Ogni tanto qualcuno mi chiede perché una volta al mese sono dall’altra parte dell’Adriatico. La risposta non è la solidarietà, anche se molte iniziative vanno in questa direzione. La risposta più vera è che la frequentazione balcanica mi aiuta a comprendere le dinamiche del nostro tempo. I Balcani sono come una lente di ingrandimento sul nostro presente: guardando quello che accade in quella regione possiamo capire e vedere in forma più nitida quello che abbiamo intorno a noi. E’ lo strabismo che ci aiuta a guardare le cose anche da un’alta angolazione, perché ci permette di vederle meglio. Dai Balcani ho imparato a guadare la mia terra e la mia città in maniera diversa, comprendendo dinamiche che forse altrimenti non avrei capito.

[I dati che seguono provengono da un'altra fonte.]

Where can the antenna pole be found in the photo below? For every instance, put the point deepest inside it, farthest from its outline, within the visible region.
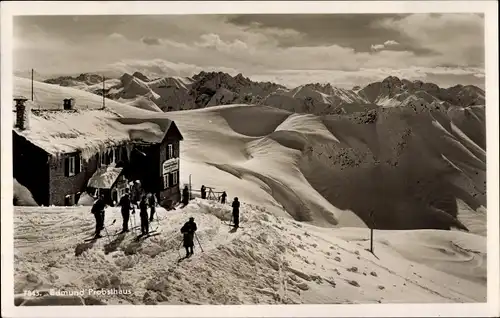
(103, 97)
(32, 99)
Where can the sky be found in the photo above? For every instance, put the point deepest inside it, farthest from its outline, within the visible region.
(345, 50)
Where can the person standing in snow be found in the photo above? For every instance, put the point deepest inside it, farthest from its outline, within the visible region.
(236, 212)
(152, 206)
(143, 206)
(126, 205)
(223, 197)
(189, 230)
(203, 192)
(98, 211)
(185, 195)
(136, 192)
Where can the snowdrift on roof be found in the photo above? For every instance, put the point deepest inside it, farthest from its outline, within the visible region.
(104, 178)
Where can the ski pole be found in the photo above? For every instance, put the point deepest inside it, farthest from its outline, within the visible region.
(106, 229)
(179, 249)
(198, 241)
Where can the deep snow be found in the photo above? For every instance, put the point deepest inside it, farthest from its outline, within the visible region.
(270, 260)
(274, 258)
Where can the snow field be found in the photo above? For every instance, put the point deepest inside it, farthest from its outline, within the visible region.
(269, 260)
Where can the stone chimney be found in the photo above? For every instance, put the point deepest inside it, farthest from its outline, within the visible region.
(22, 113)
(68, 103)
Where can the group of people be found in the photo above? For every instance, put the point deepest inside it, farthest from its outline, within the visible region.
(146, 201)
(127, 204)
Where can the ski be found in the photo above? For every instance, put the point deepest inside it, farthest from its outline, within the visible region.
(239, 227)
(92, 239)
(150, 234)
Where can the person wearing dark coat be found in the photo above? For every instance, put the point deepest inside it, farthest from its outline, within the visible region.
(98, 211)
(189, 230)
(223, 197)
(203, 192)
(185, 195)
(143, 206)
(236, 212)
(152, 206)
(126, 205)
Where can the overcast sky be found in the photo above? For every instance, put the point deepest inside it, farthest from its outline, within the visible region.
(343, 49)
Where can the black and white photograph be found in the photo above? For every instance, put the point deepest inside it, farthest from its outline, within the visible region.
(249, 158)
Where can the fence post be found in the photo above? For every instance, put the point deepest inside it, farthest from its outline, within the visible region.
(190, 190)
(372, 225)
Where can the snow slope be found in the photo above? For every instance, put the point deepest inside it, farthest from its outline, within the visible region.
(270, 260)
(316, 168)
(292, 195)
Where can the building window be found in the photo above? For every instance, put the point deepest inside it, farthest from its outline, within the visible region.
(72, 166)
(174, 178)
(170, 151)
(165, 181)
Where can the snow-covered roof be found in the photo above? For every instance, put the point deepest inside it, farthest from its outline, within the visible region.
(158, 128)
(104, 178)
(88, 131)
(67, 131)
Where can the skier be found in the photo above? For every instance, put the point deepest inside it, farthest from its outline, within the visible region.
(188, 230)
(203, 192)
(152, 205)
(223, 197)
(136, 192)
(125, 209)
(98, 211)
(185, 196)
(236, 212)
(143, 205)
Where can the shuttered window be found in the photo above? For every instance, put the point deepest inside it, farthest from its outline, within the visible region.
(174, 177)
(166, 180)
(72, 165)
(170, 153)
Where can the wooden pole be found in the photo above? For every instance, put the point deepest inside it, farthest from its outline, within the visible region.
(371, 232)
(32, 93)
(103, 97)
(190, 196)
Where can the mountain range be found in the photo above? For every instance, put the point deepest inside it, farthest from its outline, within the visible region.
(217, 88)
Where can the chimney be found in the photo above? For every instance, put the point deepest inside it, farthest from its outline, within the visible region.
(69, 103)
(22, 113)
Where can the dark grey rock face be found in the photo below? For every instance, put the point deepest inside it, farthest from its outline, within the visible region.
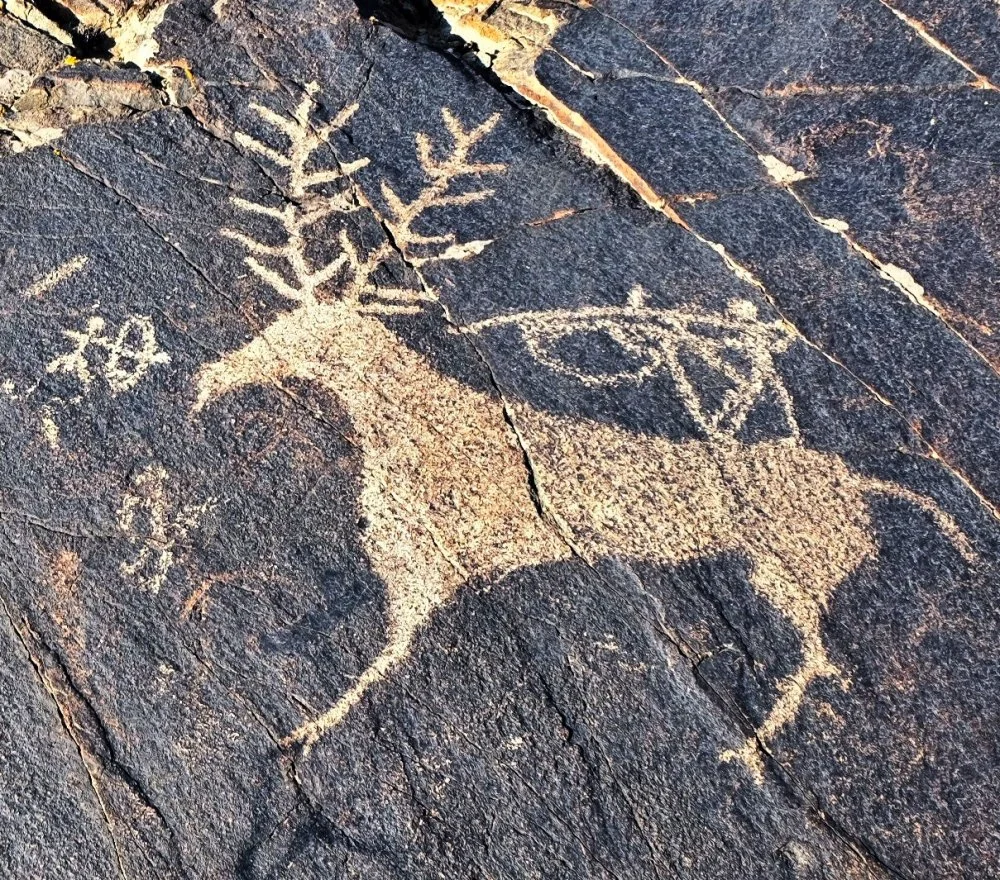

Quando parlo di postmodernità, mi riferisco ad esempio ai processi di finanziarizzazione dell’economia. In questa sala prima di me c’era il prof. Targetti che ha parlato delle dinamiche della finanza internazionale. L’ho ascoltato con molta attenzione nella sua lucida esposizione, ma vorrei fargli un appunto perché ha omesso un piccolo particolare e cioè il fatto che oggi la movimentazione di capitali finanziari al mondo è cinque volte quello relativo alla produzione di beni e di servizi. Anzi, secondo le ultime stime la sola partita dei titoli “derivati” ha un giro d’affari che è dieci volte il PIL mondiale. In altre parole, la finanza internazionale ha ormai un peso determinante rispetto all’insieme dell’economia mondiale. Quali sono i meccanismi che presiedono alla finanziarizzazione dell’economia? Li potremmo descrivere attraverso il ruolo preponderante delle holding, per cui ormai sempre di più è la dimensione finanziaria a segnare le strategie aziendali.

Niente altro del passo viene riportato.